One Shadow Cabinet minister told me chief whip Nick Brown had been ‘humiliated’ after telling MPs a vote of no confidence would happen swiftly, only for it not to happen. Much of the criticism stems from Corybn’s surprise decision to push his no-confidence-in-the-PM motion just before 6pm on Monday. I am told that Corbyn made that decision in the spur of the moment, and that many senior figures were as shocked as everyone else. More broadly, it would be wrong to assume that a swift move to a second referendum is being blocked by Corbyn alone. Key chunks of the PLP have severe doubts about the idea, as well as its timing. Let’s see if the party comes back in the New Year with a clearer policy.
BECAUSE YOU’VE READ THIS FAR...
Children at the Mexico/US border are having numbers written on their arms. No wonder this video has gone viral.
4. ROLL OUT CALLED OUT
Amber Rudd is before the Work and Pensions Select Committee this morning and its latest report makes sombre reading ahead of Christmas. Chairman Frank Field has urged the Government to halt its roll-out of Universal Credit until it is sure disabled claimants are protected from negative impacts. It wants a pilot of 10,000 people be fully completed before the system switches a million disabled claimants from Employment Support Allowance. The switchover plans are set to be debated by MPs, so let’s see how Rudd handles this one.

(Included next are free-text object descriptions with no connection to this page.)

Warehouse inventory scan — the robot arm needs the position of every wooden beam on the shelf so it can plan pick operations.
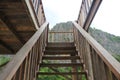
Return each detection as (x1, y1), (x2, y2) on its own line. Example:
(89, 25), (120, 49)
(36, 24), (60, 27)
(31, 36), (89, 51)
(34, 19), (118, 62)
(42, 56), (80, 60)
(0, 22), (48, 80)
(0, 39), (14, 53)
(44, 50), (77, 55)
(46, 46), (76, 50)
(83, 0), (102, 31)
(37, 72), (86, 75)
(40, 63), (83, 67)
(0, 14), (25, 44)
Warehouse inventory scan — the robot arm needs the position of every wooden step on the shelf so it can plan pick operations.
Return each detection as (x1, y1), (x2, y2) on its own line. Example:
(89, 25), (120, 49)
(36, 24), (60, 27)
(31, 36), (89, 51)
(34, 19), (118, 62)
(37, 72), (86, 75)
(42, 56), (80, 60)
(40, 63), (83, 67)
(46, 46), (76, 50)
(44, 50), (77, 55)
(47, 42), (74, 47)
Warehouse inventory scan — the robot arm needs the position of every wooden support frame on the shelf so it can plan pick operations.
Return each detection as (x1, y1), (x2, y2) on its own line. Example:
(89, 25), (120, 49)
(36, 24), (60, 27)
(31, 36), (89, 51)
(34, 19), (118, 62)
(0, 21), (48, 80)
(0, 17), (25, 44)
(0, 39), (14, 53)
(77, 0), (102, 31)
(83, 0), (102, 31)
(73, 21), (120, 79)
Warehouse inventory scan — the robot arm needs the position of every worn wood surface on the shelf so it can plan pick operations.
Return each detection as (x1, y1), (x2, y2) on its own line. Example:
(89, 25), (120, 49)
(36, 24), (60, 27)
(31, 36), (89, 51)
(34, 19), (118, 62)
(0, 22), (48, 80)
(77, 0), (102, 31)
(73, 21), (120, 79)
(0, 0), (46, 54)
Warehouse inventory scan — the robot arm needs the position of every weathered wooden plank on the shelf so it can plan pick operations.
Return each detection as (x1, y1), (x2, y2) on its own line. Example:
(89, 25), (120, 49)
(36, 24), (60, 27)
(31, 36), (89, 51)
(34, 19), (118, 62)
(77, 0), (102, 31)
(0, 0), (21, 2)
(0, 44), (12, 54)
(40, 63), (83, 67)
(37, 72), (86, 75)
(42, 56), (80, 60)
(73, 21), (120, 79)
(0, 22), (48, 80)
(0, 39), (14, 53)
(83, 0), (102, 31)
(0, 17), (25, 44)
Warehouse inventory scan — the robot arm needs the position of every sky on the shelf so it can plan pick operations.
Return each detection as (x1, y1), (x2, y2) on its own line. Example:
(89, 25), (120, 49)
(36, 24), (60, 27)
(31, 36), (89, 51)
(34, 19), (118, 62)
(42, 0), (120, 36)
(42, 0), (82, 28)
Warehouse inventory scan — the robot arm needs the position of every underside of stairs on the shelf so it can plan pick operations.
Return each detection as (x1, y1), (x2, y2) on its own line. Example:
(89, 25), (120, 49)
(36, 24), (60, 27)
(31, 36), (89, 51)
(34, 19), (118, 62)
(36, 42), (88, 80)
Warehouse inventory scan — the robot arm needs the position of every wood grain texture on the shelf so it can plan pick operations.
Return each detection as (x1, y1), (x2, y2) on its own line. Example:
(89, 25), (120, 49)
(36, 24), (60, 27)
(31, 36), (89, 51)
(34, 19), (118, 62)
(0, 22), (48, 80)
(73, 21), (120, 79)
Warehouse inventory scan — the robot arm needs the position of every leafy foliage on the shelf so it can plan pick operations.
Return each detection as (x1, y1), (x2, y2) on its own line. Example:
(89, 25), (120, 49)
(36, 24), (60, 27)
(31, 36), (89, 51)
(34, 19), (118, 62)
(0, 56), (10, 67)
(38, 60), (86, 80)
(113, 55), (120, 62)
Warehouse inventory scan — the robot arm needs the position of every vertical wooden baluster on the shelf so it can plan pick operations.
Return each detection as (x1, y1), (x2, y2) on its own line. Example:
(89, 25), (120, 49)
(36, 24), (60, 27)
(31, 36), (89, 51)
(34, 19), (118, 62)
(104, 64), (113, 80)
(12, 74), (16, 80)
(90, 47), (97, 80)
(85, 42), (93, 80)
(23, 56), (29, 80)
(19, 63), (23, 80)
(27, 51), (32, 80)
(95, 53), (101, 80)
(98, 57), (107, 80)
(31, 47), (35, 80)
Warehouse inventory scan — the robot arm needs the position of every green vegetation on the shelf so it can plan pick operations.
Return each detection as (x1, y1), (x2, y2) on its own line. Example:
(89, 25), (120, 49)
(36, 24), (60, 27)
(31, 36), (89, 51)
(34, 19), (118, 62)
(89, 27), (120, 60)
(51, 22), (120, 62)
(113, 55), (120, 62)
(38, 67), (67, 80)
(38, 60), (86, 80)
(0, 56), (10, 67)
(38, 67), (86, 80)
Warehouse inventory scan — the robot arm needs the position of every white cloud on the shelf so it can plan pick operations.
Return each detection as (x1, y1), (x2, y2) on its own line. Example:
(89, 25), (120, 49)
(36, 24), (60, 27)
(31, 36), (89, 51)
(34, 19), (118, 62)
(42, 0), (82, 28)
(43, 0), (120, 36)
(91, 0), (120, 36)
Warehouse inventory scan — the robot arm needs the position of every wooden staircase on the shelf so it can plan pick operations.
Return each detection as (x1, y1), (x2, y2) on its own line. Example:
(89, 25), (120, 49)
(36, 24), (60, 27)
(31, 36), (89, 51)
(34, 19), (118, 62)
(36, 42), (88, 80)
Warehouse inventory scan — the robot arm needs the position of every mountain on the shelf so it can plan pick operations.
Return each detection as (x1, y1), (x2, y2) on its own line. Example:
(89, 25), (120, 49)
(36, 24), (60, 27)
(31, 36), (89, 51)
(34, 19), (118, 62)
(48, 21), (74, 42)
(89, 28), (120, 55)
(51, 21), (73, 32)
(50, 22), (120, 56)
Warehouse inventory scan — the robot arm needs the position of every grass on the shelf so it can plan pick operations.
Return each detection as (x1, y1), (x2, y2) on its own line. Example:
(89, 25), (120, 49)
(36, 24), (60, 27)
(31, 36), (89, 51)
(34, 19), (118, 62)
(0, 56), (10, 67)
(113, 54), (120, 62)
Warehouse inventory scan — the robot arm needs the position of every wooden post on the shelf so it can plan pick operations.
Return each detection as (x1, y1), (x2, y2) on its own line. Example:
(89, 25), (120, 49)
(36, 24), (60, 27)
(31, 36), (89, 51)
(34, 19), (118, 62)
(71, 54), (78, 80)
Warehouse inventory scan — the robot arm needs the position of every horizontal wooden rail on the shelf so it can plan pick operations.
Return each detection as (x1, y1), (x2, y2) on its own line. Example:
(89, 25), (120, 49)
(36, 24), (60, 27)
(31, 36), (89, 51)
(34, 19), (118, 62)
(48, 31), (74, 42)
(49, 32), (73, 33)
(37, 72), (86, 75)
(73, 21), (120, 80)
(0, 22), (49, 80)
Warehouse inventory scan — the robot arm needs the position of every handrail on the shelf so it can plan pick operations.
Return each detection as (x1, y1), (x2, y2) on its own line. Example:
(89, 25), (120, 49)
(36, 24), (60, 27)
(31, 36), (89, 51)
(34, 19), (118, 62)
(25, 0), (46, 29)
(0, 22), (49, 80)
(73, 21), (120, 79)
(77, 0), (102, 31)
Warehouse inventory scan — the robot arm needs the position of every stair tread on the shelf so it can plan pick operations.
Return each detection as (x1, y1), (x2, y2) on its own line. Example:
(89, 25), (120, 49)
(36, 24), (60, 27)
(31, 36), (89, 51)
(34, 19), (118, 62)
(37, 72), (86, 75)
(45, 50), (77, 52)
(44, 50), (77, 55)
(47, 42), (74, 47)
(46, 46), (76, 50)
(42, 56), (80, 60)
(40, 63), (83, 67)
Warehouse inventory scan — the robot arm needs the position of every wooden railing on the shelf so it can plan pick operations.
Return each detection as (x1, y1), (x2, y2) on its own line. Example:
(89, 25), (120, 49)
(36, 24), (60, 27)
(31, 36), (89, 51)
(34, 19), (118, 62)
(73, 22), (120, 80)
(48, 32), (74, 42)
(77, 0), (102, 31)
(25, 0), (46, 29)
(0, 22), (49, 80)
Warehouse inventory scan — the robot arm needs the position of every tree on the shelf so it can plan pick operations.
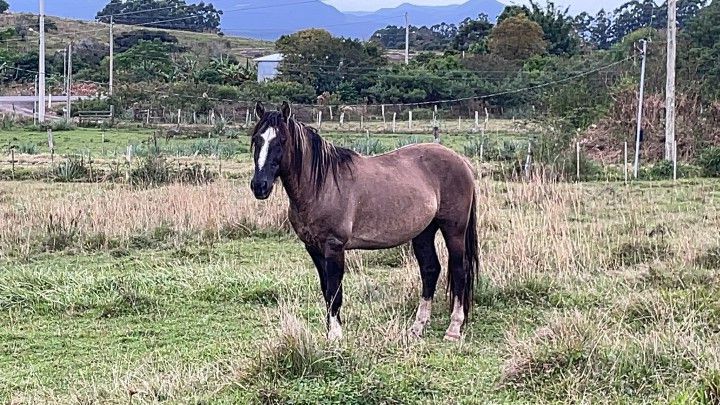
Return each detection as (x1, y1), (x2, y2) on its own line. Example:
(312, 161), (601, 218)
(116, 40), (173, 82)
(276, 29), (385, 96)
(0, 0), (9, 14)
(370, 24), (457, 51)
(452, 14), (493, 53)
(488, 15), (547, 60)
(114, 30), (182, 53)
(575, 9), (614, 49)
(97, 0), (222, 33)
(682, 0), (720, 98)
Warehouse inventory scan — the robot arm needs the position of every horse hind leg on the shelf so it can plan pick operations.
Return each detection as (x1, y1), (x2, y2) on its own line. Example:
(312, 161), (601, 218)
(409, 222), (440, 338)
(439, 225), (468, 342)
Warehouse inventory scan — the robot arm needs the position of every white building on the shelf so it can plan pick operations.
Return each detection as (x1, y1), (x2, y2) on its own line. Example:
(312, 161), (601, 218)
(254, 53), (284, 83)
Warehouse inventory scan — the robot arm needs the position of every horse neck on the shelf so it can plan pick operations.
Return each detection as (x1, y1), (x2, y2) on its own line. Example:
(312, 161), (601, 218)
(278, 122), (317, 207)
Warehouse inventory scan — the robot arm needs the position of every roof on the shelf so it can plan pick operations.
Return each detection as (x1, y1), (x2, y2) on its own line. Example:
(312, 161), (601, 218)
(254, 53), (284, 62)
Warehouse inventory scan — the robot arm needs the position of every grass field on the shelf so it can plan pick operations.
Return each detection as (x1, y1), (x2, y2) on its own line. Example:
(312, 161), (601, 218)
(1, 155), (720, 403)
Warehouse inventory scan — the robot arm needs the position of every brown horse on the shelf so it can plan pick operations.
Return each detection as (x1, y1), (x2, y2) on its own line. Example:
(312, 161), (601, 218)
(250, 102), (478, 341)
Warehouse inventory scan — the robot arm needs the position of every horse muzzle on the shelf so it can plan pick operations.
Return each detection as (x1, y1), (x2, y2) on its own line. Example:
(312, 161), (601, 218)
(250, 177), (273, 200)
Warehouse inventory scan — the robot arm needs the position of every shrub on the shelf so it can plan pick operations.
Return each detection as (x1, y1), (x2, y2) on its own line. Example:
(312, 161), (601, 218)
(697, 147), (720, 177)
(52, 156), (89, 182)
(396, 135), (422, 149)
(350, 138), (387, 155)
(642, 161), (701, 180)
(13, 143), (38, 154)
(551, 150), (602, 181)
(465, 138), (519, 161)
(129, 155), (170, 186)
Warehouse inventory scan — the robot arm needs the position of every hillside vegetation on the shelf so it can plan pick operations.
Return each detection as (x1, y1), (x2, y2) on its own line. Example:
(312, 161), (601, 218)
(0, 13), (272, 59)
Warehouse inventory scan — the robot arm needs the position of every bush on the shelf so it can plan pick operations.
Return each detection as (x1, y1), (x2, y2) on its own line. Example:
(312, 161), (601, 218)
(396, 135), (422, 149)
(641, 161), (701, 180)
(464, 137), (519, 161)
(349, 138), (387, 155)
(52, 156), (89, 182)
(697, 147), (720, 177)
(552, 150), (602, 181)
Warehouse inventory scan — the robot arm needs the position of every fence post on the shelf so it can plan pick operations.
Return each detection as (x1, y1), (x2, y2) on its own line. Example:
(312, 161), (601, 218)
(484, 108), (489, 135)
(392, 113), (396, 133)
(576, 141), (581, 181)
(146, 109), (150, 125)
(381, 104), (386, 129)
(177, 109), (181, 125)
(458, 116), (462, 131)
(524, 141), (532, 178)
(673, 140), (678, 181)
(340, 112), (345, 126)
(408, 110), (413, 130)
(624, 141), (628, 184)
(360, 115), (364, 131)
(329, 105), (333, 120)
(317, 110), (322, 130)
(475, 110), (479, 129)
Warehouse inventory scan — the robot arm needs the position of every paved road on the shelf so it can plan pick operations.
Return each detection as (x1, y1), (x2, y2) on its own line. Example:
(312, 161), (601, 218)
(0, 95), (94, 117)
(0, 95), (89, 103)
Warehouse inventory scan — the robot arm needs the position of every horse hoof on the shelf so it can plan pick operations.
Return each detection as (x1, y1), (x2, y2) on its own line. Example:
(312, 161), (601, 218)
(443, 332), (461, 342)
(327, 329), (343, 342)
(408, 323), (425, 338)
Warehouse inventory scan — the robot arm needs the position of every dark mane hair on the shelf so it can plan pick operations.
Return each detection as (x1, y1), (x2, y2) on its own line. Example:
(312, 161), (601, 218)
(253, 111), (357, 194)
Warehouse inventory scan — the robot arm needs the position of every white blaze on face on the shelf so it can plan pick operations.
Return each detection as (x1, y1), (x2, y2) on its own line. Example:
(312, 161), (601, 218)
(257, 127), (277, 169)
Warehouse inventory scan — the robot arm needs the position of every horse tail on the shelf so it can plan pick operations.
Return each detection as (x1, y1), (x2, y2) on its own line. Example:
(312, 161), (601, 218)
(462, 190), (479, 318)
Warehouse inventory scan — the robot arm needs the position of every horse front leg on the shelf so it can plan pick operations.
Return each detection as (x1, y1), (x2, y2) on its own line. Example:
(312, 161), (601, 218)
(323, 237), (346, 341)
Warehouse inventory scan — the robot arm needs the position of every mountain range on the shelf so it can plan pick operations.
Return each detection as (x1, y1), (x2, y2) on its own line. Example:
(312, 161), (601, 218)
(9, 0), (506, 40)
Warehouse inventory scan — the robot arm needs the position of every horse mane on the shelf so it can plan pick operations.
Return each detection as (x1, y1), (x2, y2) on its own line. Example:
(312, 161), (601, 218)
(253, 111), (357, 194)
(288, 116), (357, 194)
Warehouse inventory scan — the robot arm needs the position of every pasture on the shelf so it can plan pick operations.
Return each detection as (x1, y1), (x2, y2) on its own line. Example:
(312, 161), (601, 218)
(1, 134), (719, 403)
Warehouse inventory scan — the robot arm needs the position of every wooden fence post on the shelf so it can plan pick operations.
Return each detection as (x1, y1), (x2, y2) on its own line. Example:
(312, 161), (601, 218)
(10, 148), (15, 180)
(408, 110), (413, 130)
(576, 141), (581, 181)
(624, 141), (628, 184)
(392, 112), (397, 133)
(381, 104), (386, 129)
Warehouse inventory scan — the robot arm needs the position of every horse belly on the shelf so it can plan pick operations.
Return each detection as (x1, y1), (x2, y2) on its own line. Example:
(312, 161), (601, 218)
(346, 192), (437, 250)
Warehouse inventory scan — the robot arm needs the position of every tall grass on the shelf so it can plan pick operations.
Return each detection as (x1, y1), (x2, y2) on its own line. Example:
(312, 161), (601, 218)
(1, 175), (719, 403)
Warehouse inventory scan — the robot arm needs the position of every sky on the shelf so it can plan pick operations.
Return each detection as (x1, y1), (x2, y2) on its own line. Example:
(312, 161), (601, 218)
(323, 0), (636, 14)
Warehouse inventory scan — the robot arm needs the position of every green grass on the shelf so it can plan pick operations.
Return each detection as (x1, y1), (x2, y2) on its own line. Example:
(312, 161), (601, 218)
(0, 127), (251, 159)
(1, 178), (719, 403)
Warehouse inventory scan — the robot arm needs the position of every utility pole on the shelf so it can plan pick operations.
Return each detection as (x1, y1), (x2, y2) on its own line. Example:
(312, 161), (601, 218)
(66, 42), (73, 121)
(633, 39), (647, 179)
(62, 49), (67, 95)
(405, 12), (410, 65)
(109, 15), (114, 96)
(665, 0), (677, 161)
(38, 0), (46, 123)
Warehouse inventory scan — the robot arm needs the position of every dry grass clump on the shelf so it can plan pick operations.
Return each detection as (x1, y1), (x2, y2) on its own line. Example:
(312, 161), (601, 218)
(0, 180), (290, 256)
(695, 246), (720, 270)
(248, 307), (350, 381)
(501, 305), (719, 401)
(501, 311), (599, 389)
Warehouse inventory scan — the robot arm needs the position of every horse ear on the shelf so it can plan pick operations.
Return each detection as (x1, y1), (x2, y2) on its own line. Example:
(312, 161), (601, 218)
(281, 101), (292, 122)
(254, 101), (265, 119)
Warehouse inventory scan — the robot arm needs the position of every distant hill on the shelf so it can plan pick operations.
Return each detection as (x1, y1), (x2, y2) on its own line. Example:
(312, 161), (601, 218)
(0, 13), (273, 61)
(9, 0), (506, 40)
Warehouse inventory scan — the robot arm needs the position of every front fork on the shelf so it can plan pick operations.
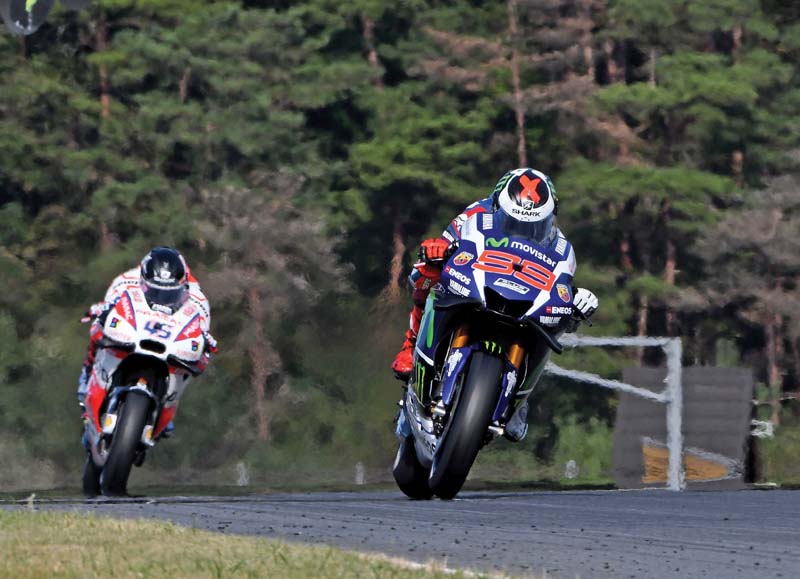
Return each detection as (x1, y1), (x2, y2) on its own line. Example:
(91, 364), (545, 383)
(84, 378), (161, 461)
(439, 323), (530, 428)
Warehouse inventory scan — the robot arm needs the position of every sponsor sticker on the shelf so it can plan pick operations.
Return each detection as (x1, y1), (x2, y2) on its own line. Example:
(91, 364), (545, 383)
(557, 284), (571, 303)
(191, 340), (199, 352)
(109, 317), (119, 329)
(118, 292), (137, 329)
(509, 241), (556, 266)
(482, 213), (494, 230)
(446, 350), (464, 377)
(445, 266), (471, 285)
(453, 251), (474, 266)
(448, 280), (471, 297)
(504, 370), (517, 396)
(555, 236), (567, 256)
(539, 315), (560, 326)
(175, 313), (202, 341)
(486, 237), (509, 248)
(510, 207), (542, 220)
(493, 278), (530, 295)
(546, 306), (572, 315)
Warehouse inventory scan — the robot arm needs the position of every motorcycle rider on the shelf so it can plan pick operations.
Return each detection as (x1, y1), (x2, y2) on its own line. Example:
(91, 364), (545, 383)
(77, 247), (217, 434)
(391, 168), (598, 440)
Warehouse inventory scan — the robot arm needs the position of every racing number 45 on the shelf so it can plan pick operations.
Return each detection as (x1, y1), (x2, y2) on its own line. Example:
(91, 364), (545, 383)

Disability charity Scope says: If the Universal Credit ‘managed migration’ goes ahead without significant changes many disabled people’s finances will fall off a cliff edge.”
5. AMAZON’S JUNGLE
Another minister due a grilling today will be the Treasury’s Mel Stride, as he appears before the Commons Communities and Local Government Committee on the topic of the UK’s high streets. With online clothing retailer Asos proving it’s not all plain sailing on the internet, fellow minister Jake Berry tells the Sun that shoppers should ditch Amazon and eBay and choose local shops instead for those last minute Christmas gifts. Greg Clark told me at our WaughZone special at Tory conference business rates should reflect the social value high street stores represent, and Stride will face similar demands today. Meanwhile, the GMB union has a new online game highlighting the plight of Amazon workers.